POSTGLACIAL FAULTING NEAR CRATER LAKE, OREGON, AND ITS POSSIBLE ASSOCIATION WITH THE MAZAMA CALDERA-FORMING ERUPTION

Volcanoes in subduction-related magmatic arcs occur in a variety of crustal tectonic regimes, including where active faults indicate arc-normal extension. Mount Mazama, the Cascades arc volcano that hosts Crater Lake caldera, overlaps with an ~10‑km-wide zone of ~north–south trending normal faults along its western margin. A lidar survey of Crater Lake National Park reveals several previously unrecognized, recently active faults within this zone. Post-Last Glacial Maximum (LGM; <16 ka) vertical separations measured from profiles across the primarily east-facing scarps in moraine and glaciated surfaces range from ~2 m to as much as 12 m. Scarp heights and beveled profiles commonly suggest two or more postglacial surface-rupturing events. Ignimbrite of the ca. 7.6 ka climactic eruption of Mount Mazama, during which Crater Lake caldera formed, appears to bury fault strands where they project into thick, valley-filling ignimbrite. Exposures in two ~1-m-deep trenches suggest that ignimbrite banks against and mantles scraps where the deposit is thin. Lack of lateral offset of linear geomorphic features suggests principally normal displacement, although predominant left stepping of scarp strands implies a component of dextral slip.

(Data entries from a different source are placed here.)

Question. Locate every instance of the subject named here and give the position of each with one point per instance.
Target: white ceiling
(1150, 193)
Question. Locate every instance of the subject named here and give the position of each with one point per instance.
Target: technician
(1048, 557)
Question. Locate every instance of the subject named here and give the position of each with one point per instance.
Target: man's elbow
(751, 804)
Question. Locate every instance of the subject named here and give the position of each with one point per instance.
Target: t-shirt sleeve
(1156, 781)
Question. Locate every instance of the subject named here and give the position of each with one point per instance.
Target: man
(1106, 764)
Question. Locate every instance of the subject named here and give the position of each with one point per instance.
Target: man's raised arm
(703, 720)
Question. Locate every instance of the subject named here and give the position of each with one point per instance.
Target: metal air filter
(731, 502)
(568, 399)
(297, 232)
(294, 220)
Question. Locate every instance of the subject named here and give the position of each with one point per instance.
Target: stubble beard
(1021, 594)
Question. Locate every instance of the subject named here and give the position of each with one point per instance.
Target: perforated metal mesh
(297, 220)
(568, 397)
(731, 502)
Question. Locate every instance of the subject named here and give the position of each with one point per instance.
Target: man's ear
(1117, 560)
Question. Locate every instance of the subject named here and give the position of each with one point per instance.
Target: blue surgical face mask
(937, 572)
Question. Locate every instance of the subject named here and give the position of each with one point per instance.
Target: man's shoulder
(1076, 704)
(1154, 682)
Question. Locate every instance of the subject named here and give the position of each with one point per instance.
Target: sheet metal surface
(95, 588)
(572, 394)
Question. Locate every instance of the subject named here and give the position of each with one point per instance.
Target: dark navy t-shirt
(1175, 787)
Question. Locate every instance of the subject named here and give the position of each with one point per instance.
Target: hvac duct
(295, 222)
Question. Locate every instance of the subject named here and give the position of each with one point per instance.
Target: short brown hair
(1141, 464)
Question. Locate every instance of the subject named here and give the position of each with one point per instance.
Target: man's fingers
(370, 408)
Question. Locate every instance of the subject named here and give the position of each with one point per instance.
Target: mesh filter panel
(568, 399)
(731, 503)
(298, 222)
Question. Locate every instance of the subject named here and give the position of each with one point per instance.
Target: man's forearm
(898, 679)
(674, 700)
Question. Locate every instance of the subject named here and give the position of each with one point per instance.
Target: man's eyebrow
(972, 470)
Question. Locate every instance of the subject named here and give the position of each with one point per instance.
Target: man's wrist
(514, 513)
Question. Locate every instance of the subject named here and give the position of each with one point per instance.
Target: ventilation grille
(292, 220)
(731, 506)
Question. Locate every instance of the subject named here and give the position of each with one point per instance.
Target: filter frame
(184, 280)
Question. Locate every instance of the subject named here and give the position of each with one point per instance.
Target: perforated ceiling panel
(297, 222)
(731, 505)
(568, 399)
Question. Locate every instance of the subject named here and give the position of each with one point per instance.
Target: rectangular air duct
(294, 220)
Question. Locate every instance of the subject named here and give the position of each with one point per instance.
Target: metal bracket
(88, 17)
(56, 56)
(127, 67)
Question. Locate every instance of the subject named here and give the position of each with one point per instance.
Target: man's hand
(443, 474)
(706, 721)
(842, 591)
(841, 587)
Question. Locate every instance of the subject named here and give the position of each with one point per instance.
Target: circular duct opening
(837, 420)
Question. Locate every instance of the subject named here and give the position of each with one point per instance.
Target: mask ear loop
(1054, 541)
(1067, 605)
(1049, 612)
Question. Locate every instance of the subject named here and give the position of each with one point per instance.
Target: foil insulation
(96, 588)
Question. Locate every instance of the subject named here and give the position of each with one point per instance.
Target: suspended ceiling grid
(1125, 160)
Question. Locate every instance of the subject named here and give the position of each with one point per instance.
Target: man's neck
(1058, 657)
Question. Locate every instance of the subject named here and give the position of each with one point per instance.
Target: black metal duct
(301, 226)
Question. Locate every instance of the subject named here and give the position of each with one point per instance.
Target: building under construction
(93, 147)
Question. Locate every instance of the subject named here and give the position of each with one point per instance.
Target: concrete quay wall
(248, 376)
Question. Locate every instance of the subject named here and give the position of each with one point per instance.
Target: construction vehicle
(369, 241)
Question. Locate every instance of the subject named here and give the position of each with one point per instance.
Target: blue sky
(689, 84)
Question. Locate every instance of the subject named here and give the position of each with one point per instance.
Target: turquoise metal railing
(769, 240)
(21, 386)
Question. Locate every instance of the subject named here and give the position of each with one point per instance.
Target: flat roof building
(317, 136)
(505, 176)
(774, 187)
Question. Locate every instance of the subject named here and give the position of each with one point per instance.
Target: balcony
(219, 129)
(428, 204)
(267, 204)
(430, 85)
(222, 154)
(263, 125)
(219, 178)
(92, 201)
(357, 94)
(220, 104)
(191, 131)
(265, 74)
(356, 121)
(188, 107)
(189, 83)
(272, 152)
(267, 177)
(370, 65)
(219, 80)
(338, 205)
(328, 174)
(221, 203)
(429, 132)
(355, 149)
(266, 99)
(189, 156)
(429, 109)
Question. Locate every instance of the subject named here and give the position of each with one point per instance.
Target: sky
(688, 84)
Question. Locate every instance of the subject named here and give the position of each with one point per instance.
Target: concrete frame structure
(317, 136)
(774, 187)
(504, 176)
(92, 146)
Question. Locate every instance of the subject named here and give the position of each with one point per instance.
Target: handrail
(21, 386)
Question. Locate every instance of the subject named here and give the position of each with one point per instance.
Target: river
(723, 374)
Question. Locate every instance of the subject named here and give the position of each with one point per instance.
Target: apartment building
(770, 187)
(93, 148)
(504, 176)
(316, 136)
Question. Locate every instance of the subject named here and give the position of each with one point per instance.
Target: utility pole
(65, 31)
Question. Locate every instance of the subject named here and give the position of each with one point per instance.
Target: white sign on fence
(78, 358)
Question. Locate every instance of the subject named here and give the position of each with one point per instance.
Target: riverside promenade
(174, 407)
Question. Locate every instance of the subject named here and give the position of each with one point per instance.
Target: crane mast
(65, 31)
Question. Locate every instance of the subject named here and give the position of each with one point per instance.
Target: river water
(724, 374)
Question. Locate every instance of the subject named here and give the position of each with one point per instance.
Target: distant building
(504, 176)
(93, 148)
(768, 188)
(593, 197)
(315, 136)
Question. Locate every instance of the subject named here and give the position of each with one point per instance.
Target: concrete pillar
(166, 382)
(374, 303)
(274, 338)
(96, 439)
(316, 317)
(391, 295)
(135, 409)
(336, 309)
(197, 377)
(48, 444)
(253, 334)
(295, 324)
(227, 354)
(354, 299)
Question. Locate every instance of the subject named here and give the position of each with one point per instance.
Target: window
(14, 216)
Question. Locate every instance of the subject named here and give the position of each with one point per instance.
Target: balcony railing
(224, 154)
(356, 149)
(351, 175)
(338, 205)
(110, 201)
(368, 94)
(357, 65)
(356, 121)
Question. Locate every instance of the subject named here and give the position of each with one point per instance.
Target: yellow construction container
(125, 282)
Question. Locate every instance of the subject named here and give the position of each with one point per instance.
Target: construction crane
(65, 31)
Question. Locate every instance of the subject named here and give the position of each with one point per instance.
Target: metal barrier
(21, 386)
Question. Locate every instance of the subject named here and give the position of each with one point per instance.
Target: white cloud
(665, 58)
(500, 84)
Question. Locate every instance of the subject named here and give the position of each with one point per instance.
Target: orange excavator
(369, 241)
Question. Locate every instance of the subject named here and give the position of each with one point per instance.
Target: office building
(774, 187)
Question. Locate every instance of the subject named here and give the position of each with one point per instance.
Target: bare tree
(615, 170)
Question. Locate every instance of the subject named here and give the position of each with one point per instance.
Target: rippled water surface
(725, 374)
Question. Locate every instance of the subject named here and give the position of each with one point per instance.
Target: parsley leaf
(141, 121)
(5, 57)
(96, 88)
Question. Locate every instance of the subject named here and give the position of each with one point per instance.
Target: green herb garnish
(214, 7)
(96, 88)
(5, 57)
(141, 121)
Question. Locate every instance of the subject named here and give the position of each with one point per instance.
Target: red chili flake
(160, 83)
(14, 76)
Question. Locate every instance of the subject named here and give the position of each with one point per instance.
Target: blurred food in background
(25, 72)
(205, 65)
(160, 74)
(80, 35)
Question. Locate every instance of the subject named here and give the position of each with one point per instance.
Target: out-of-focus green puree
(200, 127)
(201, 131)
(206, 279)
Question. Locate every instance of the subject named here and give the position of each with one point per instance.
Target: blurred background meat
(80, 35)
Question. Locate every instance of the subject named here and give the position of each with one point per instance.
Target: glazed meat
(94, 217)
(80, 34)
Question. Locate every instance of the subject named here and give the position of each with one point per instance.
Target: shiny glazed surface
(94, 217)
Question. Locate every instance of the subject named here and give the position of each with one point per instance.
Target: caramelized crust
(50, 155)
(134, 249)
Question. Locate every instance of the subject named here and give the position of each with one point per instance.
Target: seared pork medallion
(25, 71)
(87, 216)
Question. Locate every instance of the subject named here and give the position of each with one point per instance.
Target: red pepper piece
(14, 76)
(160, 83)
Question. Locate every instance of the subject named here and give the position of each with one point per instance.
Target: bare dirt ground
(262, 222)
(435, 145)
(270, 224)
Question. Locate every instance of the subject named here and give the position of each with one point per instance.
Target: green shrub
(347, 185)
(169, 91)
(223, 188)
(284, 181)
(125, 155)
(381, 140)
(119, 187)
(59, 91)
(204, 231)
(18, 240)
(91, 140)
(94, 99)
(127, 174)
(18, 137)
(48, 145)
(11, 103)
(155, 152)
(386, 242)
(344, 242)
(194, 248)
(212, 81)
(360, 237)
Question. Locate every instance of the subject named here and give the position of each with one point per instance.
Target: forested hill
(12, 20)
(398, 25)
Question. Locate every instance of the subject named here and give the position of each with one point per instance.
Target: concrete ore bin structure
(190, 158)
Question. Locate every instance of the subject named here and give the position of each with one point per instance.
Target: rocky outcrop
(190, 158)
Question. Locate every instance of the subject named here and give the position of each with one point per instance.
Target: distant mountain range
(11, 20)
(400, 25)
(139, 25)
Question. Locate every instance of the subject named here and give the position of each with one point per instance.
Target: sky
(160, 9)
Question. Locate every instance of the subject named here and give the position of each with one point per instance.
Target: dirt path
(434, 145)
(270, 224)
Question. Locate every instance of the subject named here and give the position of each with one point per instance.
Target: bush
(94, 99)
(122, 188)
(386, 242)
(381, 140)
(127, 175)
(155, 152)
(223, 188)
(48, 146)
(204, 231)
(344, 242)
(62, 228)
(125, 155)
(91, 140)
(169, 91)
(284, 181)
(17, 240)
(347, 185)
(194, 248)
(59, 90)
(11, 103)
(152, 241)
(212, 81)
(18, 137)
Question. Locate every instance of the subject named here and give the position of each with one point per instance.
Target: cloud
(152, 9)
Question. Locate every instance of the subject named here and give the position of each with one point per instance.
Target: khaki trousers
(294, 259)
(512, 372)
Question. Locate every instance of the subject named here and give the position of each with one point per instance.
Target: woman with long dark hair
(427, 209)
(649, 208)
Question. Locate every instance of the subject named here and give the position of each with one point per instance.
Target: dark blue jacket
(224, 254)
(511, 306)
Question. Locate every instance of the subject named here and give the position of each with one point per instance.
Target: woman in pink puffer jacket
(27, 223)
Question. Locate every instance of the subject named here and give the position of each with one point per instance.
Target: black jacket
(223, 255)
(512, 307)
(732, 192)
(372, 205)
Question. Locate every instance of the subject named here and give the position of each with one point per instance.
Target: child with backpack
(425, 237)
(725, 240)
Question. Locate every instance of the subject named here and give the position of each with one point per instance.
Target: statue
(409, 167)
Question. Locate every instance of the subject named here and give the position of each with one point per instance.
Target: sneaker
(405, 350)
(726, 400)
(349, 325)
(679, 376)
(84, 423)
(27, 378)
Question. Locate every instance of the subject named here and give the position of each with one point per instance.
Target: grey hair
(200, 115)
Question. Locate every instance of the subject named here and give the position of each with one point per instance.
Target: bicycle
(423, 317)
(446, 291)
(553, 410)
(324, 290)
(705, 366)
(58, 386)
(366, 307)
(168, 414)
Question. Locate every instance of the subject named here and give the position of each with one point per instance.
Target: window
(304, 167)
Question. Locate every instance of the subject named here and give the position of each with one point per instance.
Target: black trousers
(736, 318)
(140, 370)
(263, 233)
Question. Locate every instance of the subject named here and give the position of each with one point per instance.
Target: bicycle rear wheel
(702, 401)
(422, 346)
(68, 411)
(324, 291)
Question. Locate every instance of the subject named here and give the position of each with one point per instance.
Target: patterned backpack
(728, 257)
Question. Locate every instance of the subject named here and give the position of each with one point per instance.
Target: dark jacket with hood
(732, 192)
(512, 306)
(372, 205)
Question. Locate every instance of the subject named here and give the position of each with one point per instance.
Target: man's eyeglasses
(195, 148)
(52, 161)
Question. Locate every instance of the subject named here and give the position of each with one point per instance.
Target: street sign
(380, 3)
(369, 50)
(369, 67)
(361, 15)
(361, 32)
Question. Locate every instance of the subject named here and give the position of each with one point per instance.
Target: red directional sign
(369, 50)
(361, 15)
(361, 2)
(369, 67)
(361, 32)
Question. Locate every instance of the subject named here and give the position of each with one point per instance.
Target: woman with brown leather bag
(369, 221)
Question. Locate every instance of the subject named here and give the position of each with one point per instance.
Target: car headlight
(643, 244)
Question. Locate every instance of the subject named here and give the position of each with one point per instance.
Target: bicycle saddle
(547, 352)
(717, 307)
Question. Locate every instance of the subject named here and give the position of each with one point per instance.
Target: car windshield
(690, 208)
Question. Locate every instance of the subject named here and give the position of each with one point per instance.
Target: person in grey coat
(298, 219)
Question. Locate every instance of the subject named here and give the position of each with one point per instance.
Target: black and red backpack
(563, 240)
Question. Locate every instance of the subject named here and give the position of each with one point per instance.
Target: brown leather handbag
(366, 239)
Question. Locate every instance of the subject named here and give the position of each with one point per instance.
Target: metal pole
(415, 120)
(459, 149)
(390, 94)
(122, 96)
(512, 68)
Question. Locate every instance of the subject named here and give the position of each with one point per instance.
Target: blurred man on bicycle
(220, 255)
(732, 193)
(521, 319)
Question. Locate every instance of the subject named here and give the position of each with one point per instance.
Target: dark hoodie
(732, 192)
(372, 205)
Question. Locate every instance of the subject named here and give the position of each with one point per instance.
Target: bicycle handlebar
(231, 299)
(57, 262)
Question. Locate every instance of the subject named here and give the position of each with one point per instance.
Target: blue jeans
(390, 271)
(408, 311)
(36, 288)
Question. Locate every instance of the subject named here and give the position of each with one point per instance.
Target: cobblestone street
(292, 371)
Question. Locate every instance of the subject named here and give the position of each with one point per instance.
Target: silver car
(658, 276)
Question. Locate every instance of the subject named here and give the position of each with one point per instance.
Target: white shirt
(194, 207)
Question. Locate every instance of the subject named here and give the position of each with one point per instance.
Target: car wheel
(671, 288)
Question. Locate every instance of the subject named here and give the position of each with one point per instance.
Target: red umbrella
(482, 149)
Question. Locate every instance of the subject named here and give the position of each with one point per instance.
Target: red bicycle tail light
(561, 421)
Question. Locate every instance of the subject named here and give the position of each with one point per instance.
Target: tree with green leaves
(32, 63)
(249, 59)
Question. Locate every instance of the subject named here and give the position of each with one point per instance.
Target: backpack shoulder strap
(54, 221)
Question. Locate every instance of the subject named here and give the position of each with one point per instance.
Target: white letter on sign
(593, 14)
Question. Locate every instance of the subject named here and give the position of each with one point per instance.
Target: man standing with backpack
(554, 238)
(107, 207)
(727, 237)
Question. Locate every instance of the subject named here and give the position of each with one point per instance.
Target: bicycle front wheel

Full rupture of the longest fault (18 km) could have produced earthquakes of M_w≤6.5 from empirical scaling relationships. If several faults slipped in one event, prehistoric ruptures could have been a combined 44 km long and suggest an earthquake of M_w7.0. Scarps as high as 12 m in LGM moraine imply maximum vertical slip rates of 1.5 mm/yr for the zone west of Crater Lake, considerably higher than the ~0.3 mm/yr long-term rate for the nearby West Klamath Lake fault zone south of the caldera. An unanswered question is the timing of surface-rupturing earthquakes relative to the Mazama climactic, caldera-forming eruption. Apparent overlap of scarps by ignimbrite is permissive of the eruption having been preceded by a large earthquake. Alternatively, large surface-rupturing earthquakes may have occurred during the eruption, a result of decrease in east–west compressive stress during ejection of ~50 km³ of magma and concurrent caldera collapse.